Galaxy Blasting

Credit: NASA, ESA, the Hub­ble Her­itage Team (STScI/AURA)-ESA/Hubble Col­lab­o­ra­tion and A. Evans (Uni­ver­sity of Vir­ginia, Charlottesville/NRAO/Stony Brook Uni­ver­sity), K. Noll (STScI), and J. West­phal (Caltech)

Like the Mil­le­nium Fal­con blast­ing out of an explod­ing sec­ond Death Star, Arp 148 shows the stun­ning results of a galaxy smashup. The col­li­sion, shown in this image from NASA’s Hub­ble Space Tele­scope, pro­duced a ring-shaped galaxy and a long-tailed com­pan­ion. Astronomers believe that this is a unique view of a col­li­sion in progress. Shock­waves from the col­li­sion first drew mate­r­ial into the cen­ter and then caused it to fly out in a ring of new star formation.
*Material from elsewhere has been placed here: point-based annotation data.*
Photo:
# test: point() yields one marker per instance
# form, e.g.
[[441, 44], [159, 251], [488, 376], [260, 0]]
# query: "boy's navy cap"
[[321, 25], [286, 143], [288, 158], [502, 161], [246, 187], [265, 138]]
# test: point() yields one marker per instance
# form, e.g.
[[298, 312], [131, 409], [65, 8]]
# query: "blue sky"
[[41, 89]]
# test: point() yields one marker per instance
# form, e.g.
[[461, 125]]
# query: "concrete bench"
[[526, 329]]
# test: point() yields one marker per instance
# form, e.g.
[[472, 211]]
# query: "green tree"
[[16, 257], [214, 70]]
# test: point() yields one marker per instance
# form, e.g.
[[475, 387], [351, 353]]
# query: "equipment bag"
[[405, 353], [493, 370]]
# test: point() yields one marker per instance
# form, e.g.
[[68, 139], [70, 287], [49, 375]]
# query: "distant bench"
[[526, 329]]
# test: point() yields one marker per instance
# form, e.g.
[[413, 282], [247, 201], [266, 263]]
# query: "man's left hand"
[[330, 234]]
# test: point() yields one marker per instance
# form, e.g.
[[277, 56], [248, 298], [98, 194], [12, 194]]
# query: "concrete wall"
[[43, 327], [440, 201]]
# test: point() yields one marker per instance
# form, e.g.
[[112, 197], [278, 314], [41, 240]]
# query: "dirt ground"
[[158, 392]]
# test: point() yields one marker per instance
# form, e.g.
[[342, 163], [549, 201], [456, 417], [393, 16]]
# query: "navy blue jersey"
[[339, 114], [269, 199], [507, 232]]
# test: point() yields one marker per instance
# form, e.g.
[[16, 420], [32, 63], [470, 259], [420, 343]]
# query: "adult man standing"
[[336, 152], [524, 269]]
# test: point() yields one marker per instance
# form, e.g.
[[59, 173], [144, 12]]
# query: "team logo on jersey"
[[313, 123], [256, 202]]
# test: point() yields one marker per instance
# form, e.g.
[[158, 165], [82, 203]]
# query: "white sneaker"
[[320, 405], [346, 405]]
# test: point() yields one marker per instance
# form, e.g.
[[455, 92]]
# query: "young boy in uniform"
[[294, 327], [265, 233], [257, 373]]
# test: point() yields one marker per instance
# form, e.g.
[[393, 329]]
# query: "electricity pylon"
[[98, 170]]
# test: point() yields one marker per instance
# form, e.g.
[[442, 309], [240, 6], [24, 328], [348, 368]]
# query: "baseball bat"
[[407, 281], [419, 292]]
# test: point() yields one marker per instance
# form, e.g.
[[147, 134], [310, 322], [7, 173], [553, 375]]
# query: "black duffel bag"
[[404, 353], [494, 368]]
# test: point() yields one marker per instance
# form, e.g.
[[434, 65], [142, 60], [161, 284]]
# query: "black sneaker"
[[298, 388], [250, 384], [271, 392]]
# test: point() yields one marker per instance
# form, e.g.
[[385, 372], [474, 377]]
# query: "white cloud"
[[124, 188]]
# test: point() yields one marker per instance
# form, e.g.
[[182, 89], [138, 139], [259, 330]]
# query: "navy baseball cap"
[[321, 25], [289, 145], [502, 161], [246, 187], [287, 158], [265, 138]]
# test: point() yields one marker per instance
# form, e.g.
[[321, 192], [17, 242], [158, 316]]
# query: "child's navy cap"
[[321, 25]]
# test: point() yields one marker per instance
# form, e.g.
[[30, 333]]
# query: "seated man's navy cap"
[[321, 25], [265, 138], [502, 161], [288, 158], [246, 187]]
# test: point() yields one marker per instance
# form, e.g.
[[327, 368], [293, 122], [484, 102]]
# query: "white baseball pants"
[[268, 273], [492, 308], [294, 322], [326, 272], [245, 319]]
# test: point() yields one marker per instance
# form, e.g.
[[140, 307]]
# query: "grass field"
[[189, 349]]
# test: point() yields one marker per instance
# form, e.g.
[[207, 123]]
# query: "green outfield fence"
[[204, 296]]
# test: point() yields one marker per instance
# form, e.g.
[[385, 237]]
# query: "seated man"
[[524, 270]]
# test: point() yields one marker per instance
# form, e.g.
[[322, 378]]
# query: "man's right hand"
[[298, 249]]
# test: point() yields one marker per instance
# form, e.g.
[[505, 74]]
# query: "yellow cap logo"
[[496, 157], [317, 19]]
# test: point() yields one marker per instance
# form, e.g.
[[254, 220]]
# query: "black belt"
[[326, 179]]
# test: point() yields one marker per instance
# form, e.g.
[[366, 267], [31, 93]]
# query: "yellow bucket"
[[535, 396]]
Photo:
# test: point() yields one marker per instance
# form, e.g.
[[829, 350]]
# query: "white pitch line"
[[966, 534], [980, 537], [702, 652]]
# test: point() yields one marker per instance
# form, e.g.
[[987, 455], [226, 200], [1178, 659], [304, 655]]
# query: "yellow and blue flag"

Arp 148 is nick­named “Mayall’s Object,” after astronomer Nicholas U. May­all of the Lick Obser­a­va­tory. He first described the galaxy as a pecu­liar neb­ula shaped like a ques­tion mark. Arp 148 is located about 500 mil­lion light-years away toward the con­stel­la­tion of Ursa Major, the Great Bear, or the Big Dipper.